Escasos como andan de paga, los diputados han montado en el Congreso una especie de economato de hostelería que les permite desayunar por un euro, comer por menos de diez y tomarse sus gin-tonics a precio subvencionado por el contribuyente. El ciudadano del común ya se había acostumbrado a ponerles piso a los padres de la Patria, aunque muchos de ellos tuviesen vivienda en Madrid. Por la misma lógica, se aceptaba el pago público de sus planes privados de pensiones y el de sus jubilaciones de oro; a lo que aún habría que agregar el regalo de un ordenador, un telefonillo móvil de alta gama, un iPad y una línea de ADSL para garantizar su adecuada comunicación con el hemiciclo. Si a ello se añade el transporte gratis total en avión y en taxi, no habrá de extrañar que también debamos subvencionarles el almuerzo y las copas. Siempre habrá cascarrabias que protesten por el hecho, a todas luces anecdótico, de que los congresistas cobren alrededor de un millón de pesetas al mes por sus servicios al país. No es que el sueldo sea gran cosa en esta tierra de parados, pero algunos envidiosos dábamos por supuesto que les alcanzaría para pagarse los vicios. Mayormente, si se tiene en cuenta que una no pequeña parte de su retribución la perciben los diputados en concepto de dietas que no deberán declarar a Hacienda. Cobrar dietas con las que se pagan cubatas subvencionados puede parecer algo redundante, pero nada lo es en la política. A fin de cuentas, el trabajo de los diputados consiste en elaborar y sancionar leyes públicas, lo que en modo alguno impide que en sus ratos libres promulguen leyes privadas -también llamadas privilegios- bajo la sabia regla de que la caridad bien entendida empieza por uno mismo.

Tales privilegios parecen cuando menos antiestéticos en tiempos de crisis y rebajas del nivel de vida de la población como los que ahora vivimos; aunque los representantes del pueblo puedan aducir en su descargo que estas mangancias ocurren casi en cualquier parte.

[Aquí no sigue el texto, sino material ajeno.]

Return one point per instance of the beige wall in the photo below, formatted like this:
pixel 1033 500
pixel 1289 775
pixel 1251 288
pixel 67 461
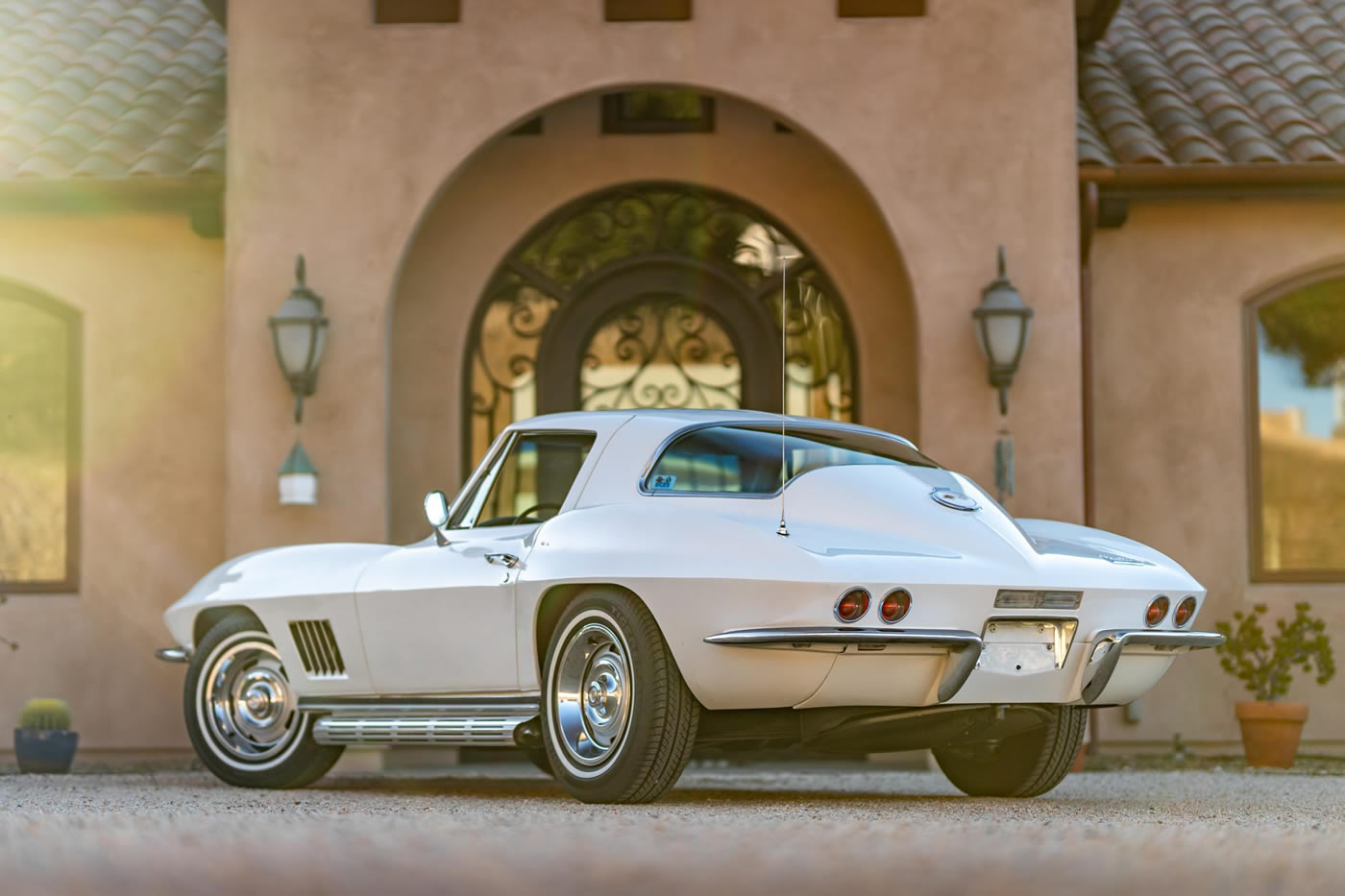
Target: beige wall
pixel 961 138
pixel 1170 399
pixel 151 516
pixel 515 182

Está reciente aún, sin ir más lejos, el escándalo del Reino Unido, cuna del parlamentarismo donde los miembros de la Cámara de los Comunes gozan del privilegio de cargar al contribuyente los gastos de su segunda residencia. No contentos con eso, muchos de ellos facturaron también al Tesoro el arreglo de sus jardines, el alquiler de películas porno, las cuotas de hipotecas ya pagadas y hasta la compra de pañales para los niños. Alguno fue lo bastante roñoso como para endosarle al Parlamento los 110 euros que le había costado cambiar las bombillas de su casa.

A diferencia de lo que aquí sucede, eso sí, la revelación de esas tropelías forzó hace cuatro años la dimisión del presidente de la Cámara, a la vez que más de doscientos diputados británicos desistían de presentarse a la reelección tras sufrir un repentino ataque de vergüenza no exactamente torera.

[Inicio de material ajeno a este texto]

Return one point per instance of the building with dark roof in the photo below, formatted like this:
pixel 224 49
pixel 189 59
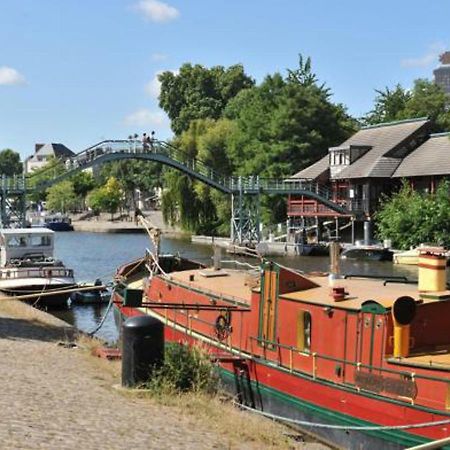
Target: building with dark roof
pixel 362 168
pixel 442 73
pixel 44 152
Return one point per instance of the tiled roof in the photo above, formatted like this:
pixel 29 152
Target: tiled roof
pixel 430 158
pixel 314 170
pixel 384 139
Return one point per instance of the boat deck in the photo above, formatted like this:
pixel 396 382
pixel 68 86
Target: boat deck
pixel 232 284
pixel 360 291
pixel 435 360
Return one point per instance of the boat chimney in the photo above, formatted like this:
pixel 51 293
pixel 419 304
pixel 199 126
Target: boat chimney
pixel 432 269
pixel 403 312
pixel 217 258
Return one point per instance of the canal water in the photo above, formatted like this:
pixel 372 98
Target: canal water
pixel 97 255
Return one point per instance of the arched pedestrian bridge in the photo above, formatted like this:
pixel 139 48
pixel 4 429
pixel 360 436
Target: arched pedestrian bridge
pixel 244 191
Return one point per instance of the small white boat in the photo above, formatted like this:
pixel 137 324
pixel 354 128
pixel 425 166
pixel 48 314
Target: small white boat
pixel 411 256
pixel 408 257
pixel 28 268
pixel 91 297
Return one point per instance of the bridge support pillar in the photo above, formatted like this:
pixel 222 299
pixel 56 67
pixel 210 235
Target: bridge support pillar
pixel 245 218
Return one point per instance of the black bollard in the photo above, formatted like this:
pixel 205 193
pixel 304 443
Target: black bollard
pixel 142 349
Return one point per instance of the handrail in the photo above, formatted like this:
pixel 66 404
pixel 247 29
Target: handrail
pixel 351 363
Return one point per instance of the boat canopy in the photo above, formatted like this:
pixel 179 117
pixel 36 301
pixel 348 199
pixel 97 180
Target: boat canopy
pixel 23 243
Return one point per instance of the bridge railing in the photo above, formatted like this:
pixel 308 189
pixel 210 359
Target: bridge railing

No parece probable que los diputados españoles vayan a seguir el ejemplo de sus colegas británicos en este aspecto, a juzgar por la larga tradición picaresca de este país.

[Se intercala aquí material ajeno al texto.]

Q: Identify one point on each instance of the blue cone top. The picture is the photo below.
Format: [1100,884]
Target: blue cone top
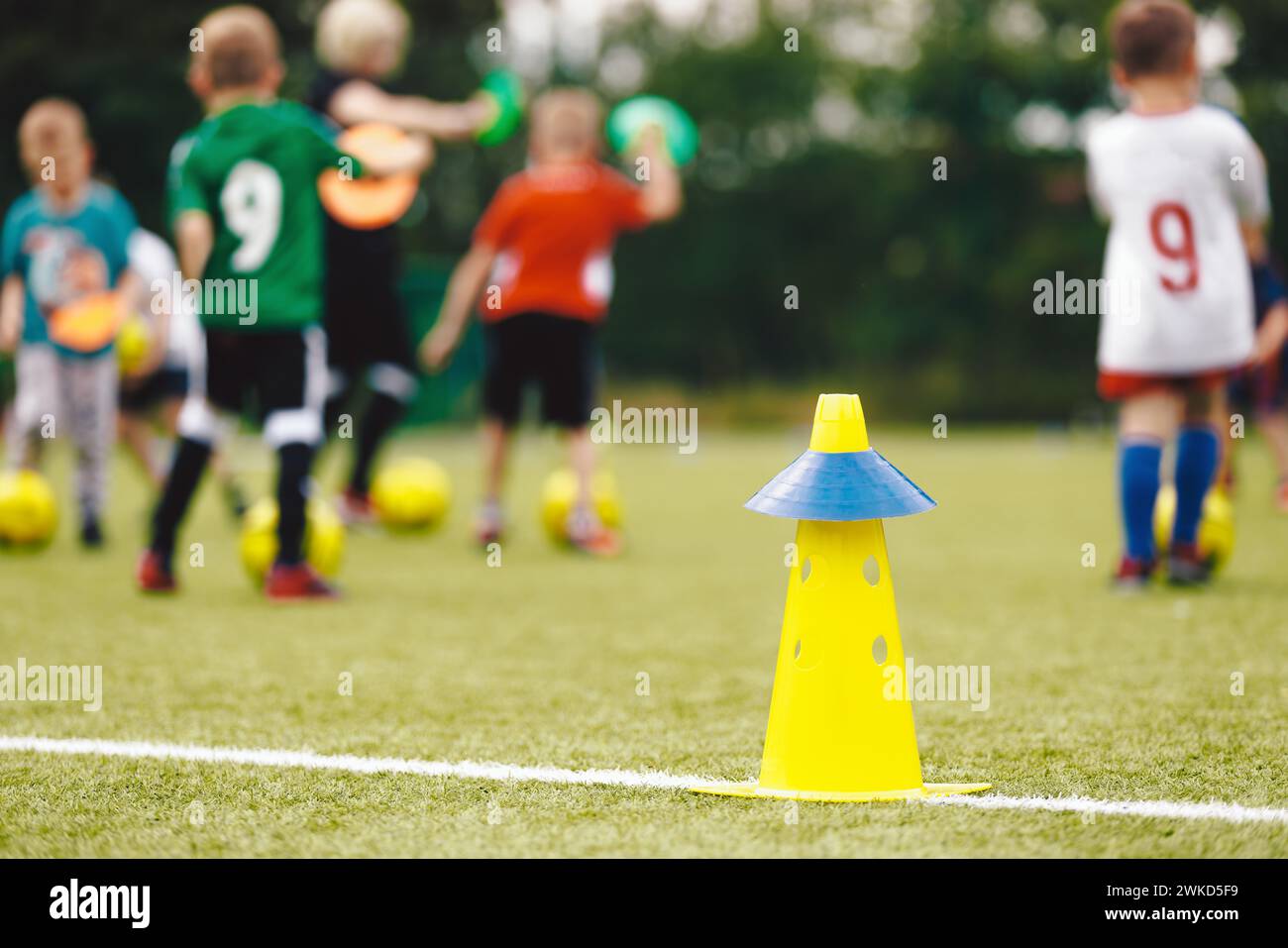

Extraña, si acaso, que unos legisladores habituados a aprobar leyes contra el tabaco, el alcohol y otros vicios sean tan indulgentes a la hora de autorizar el consumo de ginebra, ron o vodka en su propio centro de trabajo. Que además se lo subvencionemos los contribuyentes ya forma parte del orden natural de las cosas, claro está. España y ellos son así.